In response to a pair of potentially dangerous security bugs, RealNetworks yesterday introduced new versions of its flagship RealPlayer software.
The company has discovered twice in less than six months flaws that could allow an attacker to create fake video files to infiltrate a victim’s computer. This points to a potential new security trend of using digital music files in attacks. RealPlayer rival Microsoft has also dealt recently with bugs in its Windows Media Player.
“RealNetworks Inc. has addressed recently discovered security vulnerabilities that offered the potential for an attacker to run arbitrary or malicious code on a customer’s machine,” the company said in a security alert. “RealNetworks has received no reports of machines compromised as a result of the now-remedied vulnerabilities. RealNetworks takes all security vulnerabilities very seriously.”
The Root of the Problem
Research company iDefense is credited with reporting one of the vulnerabilities that could allow hackers to execute malicious code through the Synchronized Multimedia Integration Language (SMIL) file format parser within various versions of RealPlayer.
The vulnerability is caused by an unbound string copying operation. SMIL is a markup language designed to present multiple media files together. For instance, instead of using a video with integrated soundtrack, a separate video and sound file can be used and synchronized via SMIL.
This allows users to choose different combinations to get different language soundtracks and permits text transcripts to be optionally presented.
User Interaction Attacks
Analysts said this is another user interaction strategy exploited by hackers. Exploitation requires an attacker to craft a malicious .smil and convince a user to open it, according to iDefense. An attacker could also force a Web browser to refresh and automatically load the .smil file from a normal Web page under the attacker’s control.

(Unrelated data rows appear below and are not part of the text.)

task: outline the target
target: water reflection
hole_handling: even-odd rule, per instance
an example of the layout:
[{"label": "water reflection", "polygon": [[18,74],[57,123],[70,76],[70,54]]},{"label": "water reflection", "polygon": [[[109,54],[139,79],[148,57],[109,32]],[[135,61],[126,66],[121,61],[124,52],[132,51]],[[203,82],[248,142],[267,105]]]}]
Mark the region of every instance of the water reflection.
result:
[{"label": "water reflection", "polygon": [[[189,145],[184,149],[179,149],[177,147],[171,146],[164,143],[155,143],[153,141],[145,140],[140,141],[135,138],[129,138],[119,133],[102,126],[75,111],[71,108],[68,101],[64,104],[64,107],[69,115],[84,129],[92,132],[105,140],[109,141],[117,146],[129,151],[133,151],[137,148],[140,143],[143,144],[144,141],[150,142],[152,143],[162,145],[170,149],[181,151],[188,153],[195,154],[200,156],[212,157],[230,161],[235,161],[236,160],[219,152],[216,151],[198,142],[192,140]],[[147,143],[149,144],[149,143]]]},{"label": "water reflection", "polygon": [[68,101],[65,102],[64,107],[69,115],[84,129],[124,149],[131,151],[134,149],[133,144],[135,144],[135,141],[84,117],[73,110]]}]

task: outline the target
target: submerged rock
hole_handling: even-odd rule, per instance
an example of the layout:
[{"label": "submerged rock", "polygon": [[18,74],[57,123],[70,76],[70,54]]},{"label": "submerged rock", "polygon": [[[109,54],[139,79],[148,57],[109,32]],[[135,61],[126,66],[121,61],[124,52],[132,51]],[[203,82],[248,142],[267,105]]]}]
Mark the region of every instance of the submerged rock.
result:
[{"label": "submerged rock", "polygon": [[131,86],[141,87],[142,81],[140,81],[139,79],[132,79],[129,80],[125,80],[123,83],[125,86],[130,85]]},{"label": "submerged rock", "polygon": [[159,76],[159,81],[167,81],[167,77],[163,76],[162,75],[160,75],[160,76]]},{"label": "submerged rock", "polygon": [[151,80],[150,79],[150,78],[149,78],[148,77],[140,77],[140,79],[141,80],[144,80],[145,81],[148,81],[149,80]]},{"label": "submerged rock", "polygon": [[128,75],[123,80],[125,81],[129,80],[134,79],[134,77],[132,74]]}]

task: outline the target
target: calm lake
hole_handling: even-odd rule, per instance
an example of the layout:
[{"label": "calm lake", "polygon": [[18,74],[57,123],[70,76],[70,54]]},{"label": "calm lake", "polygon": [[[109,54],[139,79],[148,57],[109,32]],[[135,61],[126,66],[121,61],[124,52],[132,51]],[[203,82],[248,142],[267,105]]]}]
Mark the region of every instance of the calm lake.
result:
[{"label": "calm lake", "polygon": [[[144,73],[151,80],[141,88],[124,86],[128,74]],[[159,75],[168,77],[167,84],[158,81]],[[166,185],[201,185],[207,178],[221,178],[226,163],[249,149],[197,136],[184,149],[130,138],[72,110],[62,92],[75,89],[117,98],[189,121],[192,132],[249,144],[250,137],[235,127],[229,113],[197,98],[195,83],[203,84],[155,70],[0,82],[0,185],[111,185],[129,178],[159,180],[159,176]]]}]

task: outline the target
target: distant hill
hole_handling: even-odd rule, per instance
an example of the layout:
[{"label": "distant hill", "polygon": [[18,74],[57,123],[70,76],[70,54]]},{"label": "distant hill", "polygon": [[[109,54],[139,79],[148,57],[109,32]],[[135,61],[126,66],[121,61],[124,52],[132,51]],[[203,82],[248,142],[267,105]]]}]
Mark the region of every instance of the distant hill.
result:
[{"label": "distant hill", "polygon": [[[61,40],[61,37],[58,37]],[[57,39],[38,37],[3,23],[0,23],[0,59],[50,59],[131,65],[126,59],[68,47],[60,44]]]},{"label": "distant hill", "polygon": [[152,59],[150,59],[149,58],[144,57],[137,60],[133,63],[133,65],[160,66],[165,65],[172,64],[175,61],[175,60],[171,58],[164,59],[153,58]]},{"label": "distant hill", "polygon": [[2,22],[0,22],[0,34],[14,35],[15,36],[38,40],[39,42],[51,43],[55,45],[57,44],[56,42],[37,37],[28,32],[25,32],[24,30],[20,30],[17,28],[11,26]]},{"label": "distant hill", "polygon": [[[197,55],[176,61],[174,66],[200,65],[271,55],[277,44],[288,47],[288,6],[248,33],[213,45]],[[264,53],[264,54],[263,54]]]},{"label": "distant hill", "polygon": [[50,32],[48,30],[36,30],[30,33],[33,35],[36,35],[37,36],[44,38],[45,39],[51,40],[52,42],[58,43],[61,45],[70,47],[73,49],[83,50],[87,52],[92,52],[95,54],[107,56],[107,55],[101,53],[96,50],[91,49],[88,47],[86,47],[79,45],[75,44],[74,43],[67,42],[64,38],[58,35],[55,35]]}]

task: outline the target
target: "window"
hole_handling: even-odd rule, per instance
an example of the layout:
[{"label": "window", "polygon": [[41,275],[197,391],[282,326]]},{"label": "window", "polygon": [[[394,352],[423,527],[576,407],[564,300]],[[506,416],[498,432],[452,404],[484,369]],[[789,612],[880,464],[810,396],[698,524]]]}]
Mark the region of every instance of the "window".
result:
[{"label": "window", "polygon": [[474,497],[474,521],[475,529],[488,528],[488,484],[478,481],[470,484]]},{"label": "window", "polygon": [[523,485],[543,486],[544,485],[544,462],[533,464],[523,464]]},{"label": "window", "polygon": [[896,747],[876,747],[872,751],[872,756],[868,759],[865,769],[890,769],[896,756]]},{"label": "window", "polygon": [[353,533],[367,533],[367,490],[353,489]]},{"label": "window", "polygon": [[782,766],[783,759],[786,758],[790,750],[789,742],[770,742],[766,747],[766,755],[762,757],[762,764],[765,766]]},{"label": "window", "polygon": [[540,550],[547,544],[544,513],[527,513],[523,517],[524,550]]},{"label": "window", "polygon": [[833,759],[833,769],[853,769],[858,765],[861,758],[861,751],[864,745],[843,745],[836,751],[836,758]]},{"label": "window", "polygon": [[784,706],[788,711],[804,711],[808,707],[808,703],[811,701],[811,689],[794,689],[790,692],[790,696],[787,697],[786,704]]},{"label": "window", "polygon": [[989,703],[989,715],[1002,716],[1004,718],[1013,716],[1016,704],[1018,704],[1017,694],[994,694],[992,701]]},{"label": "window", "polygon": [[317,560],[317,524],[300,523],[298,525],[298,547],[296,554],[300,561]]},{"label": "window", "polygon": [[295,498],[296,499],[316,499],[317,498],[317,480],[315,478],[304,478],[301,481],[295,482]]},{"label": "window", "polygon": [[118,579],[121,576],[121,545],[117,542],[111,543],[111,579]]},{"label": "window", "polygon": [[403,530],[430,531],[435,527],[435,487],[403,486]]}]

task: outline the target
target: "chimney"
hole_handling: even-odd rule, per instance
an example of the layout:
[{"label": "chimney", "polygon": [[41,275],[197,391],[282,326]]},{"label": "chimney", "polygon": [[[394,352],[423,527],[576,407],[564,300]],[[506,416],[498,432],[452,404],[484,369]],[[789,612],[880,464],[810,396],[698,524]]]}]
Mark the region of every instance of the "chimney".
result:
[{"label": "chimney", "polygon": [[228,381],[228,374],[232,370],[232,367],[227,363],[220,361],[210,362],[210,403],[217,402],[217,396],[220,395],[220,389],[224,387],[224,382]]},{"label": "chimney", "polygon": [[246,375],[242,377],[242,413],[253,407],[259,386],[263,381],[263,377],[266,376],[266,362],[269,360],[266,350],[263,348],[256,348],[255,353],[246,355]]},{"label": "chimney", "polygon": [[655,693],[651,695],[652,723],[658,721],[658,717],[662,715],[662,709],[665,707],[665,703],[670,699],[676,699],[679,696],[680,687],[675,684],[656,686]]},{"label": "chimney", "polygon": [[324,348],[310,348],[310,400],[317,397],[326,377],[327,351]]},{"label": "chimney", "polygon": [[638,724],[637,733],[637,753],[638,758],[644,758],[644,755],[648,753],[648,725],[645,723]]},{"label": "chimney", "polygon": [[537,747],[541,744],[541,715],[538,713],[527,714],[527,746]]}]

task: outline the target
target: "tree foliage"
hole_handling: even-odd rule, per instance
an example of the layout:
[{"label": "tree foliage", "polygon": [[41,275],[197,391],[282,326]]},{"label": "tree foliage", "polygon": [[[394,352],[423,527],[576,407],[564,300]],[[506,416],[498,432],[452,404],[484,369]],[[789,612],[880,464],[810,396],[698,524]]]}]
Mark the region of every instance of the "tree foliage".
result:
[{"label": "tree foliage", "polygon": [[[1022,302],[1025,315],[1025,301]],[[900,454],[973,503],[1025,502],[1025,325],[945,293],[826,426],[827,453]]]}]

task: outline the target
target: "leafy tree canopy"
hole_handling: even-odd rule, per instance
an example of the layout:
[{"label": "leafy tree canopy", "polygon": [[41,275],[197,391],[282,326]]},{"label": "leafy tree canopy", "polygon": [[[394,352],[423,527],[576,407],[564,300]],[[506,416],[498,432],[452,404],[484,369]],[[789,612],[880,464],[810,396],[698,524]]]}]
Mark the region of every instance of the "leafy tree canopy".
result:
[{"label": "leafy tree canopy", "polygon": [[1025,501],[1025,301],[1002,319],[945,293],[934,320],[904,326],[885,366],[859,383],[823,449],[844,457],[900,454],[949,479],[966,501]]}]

In default installations of RealPlayer under Windows, Internet Explorer will not prompt the user for an action when encountering a .smil file. It will open it without delay, thus allowing a more effective method of exploitation.
Ken Dunham, the director of malicious code research at iDefense, gave TechNewsWorld the bottom line: “There’s a great need for end user training of basic security practices to help mitigate what should be some of the easier threats to mitigate — user interaction-based worms.”